La semaine dernière, j'ai évoqué dans ma page la Bosnie-Herzégovine quand j'ai parlé d'une réconciliation de peuples de l'Europe dans la communauté européenne, je l'ai fait de mémoire. Plus de 16 ans se sont écoulé depuis les Accords de Dreyton, sorte d'armistice pour arrêter la guerre en Bosnie. 

   Ces jours derniers, j'ai trouvé des informations sur la situation en Bosnie-Herzégovine. Ce n'est pas très brillant. Le pays est toujours fracturé en deux partie, la partie serbe et une autre, la fédération croato-musulmane. Le pays est sous perfusion économiquement et les communautés se regardent toujours en chiens de faïence (pour ne pas en dire plus).

   Evidemment être très contrarié par cette situation ne donne pas les solutions. Mais comme je l'ai dit la semaine dernière, la paix ne peut se faire que si les communautés acceptent de tirer un trait sur ce que les horreurs perpétrées par les parents, les grand-parents, les arrière-grand-parents, et ainsi de suite. Comment espérer une paix négociée durable quand on reste posté avec son fusil, en attente d'une revanche?
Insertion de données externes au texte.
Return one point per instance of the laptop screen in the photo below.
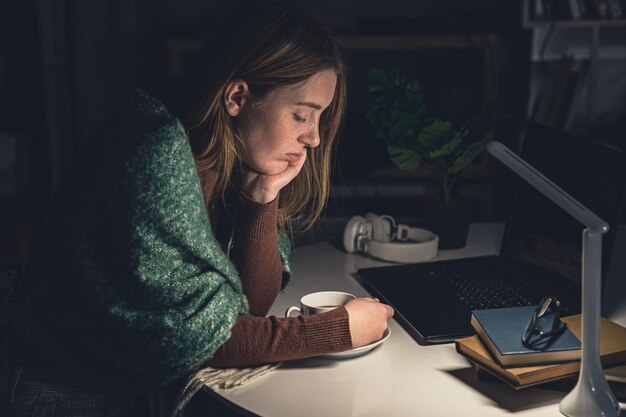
(542, 233)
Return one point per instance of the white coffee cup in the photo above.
(320, 302)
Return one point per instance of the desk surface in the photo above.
(400, 377)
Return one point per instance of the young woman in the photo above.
(168, 246)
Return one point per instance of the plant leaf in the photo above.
(404, 159)
(436, 134)
(449, 147)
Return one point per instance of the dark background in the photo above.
(60, 62)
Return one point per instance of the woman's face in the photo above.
(276, 130)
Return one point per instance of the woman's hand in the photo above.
(265, 188)
(367, 320)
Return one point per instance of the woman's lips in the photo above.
(294, 157)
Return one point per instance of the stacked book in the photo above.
(497, 350)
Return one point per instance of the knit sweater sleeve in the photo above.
(260, 340)
(255, 254)
(127, 286)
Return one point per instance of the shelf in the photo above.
(580, 24)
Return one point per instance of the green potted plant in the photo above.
(414, 138)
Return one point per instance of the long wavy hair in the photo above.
(276, 48)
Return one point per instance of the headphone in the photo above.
(380, 237)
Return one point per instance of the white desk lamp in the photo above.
(591, 396)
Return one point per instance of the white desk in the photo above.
(400, 377)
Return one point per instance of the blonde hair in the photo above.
(277, 48)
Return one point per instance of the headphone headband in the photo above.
(381, 238)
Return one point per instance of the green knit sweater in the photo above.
(127, 287)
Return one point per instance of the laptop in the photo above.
(540, 253)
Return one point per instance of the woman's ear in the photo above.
(236, 97)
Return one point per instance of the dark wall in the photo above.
(61, 61)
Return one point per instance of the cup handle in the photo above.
(291, 310)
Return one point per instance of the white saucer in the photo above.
(353, 353)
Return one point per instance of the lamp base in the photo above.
(591, 396)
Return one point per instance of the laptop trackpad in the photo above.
(422, 302)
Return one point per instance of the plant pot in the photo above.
(450, 223)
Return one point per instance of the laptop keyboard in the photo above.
(478, 288)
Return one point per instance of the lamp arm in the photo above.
(547, 187)
(592, 395)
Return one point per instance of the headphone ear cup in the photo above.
(381, 227)
(351, 231)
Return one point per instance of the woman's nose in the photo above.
(312, 137)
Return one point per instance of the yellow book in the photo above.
(612, 352)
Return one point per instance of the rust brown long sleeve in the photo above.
(257, 339)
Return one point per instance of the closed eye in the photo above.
(298, 118)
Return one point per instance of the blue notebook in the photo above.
(501, 329)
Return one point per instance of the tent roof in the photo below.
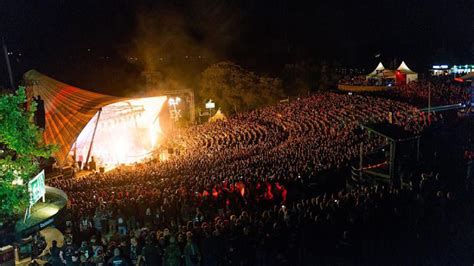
(405, 69)
(218, 116)
(68, 109)
(377, 70)
(468, 76)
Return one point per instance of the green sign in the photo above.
(36, 187)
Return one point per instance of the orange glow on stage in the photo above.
(127, 132)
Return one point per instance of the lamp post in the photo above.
(429, 98)
(174, 111)
(210, 105)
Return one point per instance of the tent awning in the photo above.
(68, 109)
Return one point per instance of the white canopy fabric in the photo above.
(405, 69)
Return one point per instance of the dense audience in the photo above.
(440, 91)
(237, 194)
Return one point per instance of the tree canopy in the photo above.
(235, 89)
(21, 147)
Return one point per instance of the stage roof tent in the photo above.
(377, 70)
(468, 76)
(68, 109)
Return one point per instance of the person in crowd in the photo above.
(54, 258)
(117, 259)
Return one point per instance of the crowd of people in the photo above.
(441, 91)
(237, 194)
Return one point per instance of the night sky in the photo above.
(104, 45)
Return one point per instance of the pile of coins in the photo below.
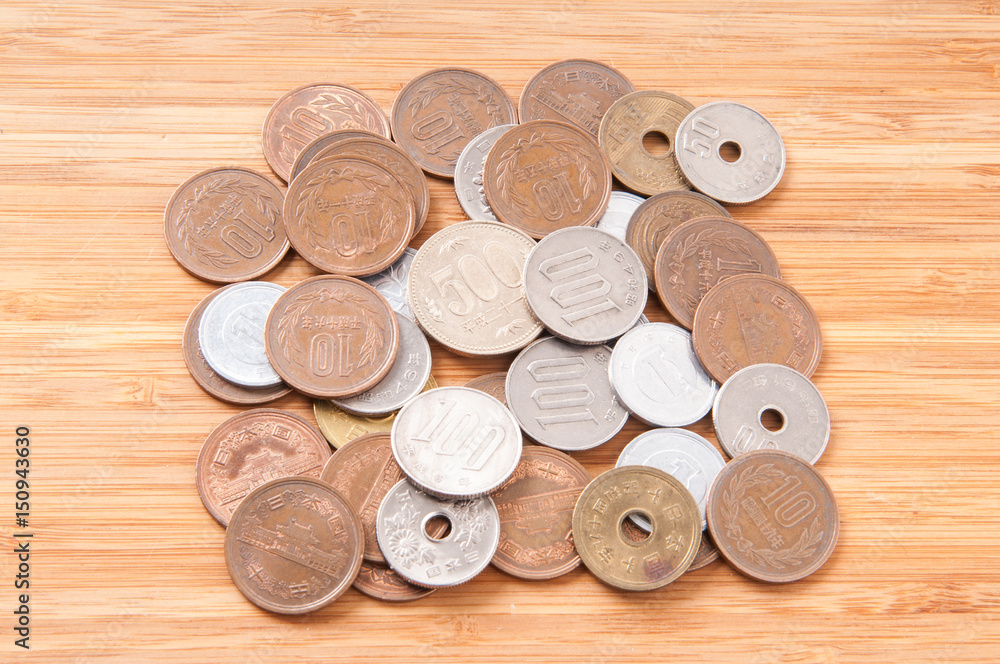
(428, 485)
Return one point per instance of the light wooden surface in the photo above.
(885, 220)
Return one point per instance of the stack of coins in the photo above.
(427, 485)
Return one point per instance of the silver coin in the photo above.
(405, 380)
(456, 442)
(684, 454)
(585, 285)
(620, 208)
(231, 333)
(799, 410)
(469, 174)
(713, 134)
(394, 283)
(561, 395)
(436, 563)
(657, 376)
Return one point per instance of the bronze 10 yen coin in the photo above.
(773, 516)
(536, 515)
(614, 556)
(294, 545)
(331, 336)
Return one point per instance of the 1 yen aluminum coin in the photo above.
(436, 563)
(730, 152)
(231, 333)
(680, 453)
(745, 399)
(586, 286)
(456, 442)
(560, 393)
(657, 376)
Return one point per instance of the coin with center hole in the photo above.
(231, 333)
(773, 516)
(615, 557)
(426, 561)
(800, 424)
(730, 152)
(658, 378)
   J'attends de l'Europe cette capacité de réconciliation entre les peuples de ce continent. Ce n'est pas le moment d'exacerber nos différences en parlant de civilisations meilleurs que d'autres, comme vient de le faire un homme politique français. Certes, personne ne peut contester des différences, entre une civilisation et une autre. Mais c'est là un exercice autant dangereux qu'inutile. Avec la chute des idéologies politiques, le communisme et les dictatures fascistes, on risque de se retrouver avec des affrontements au nom de la défense d'une civilisation.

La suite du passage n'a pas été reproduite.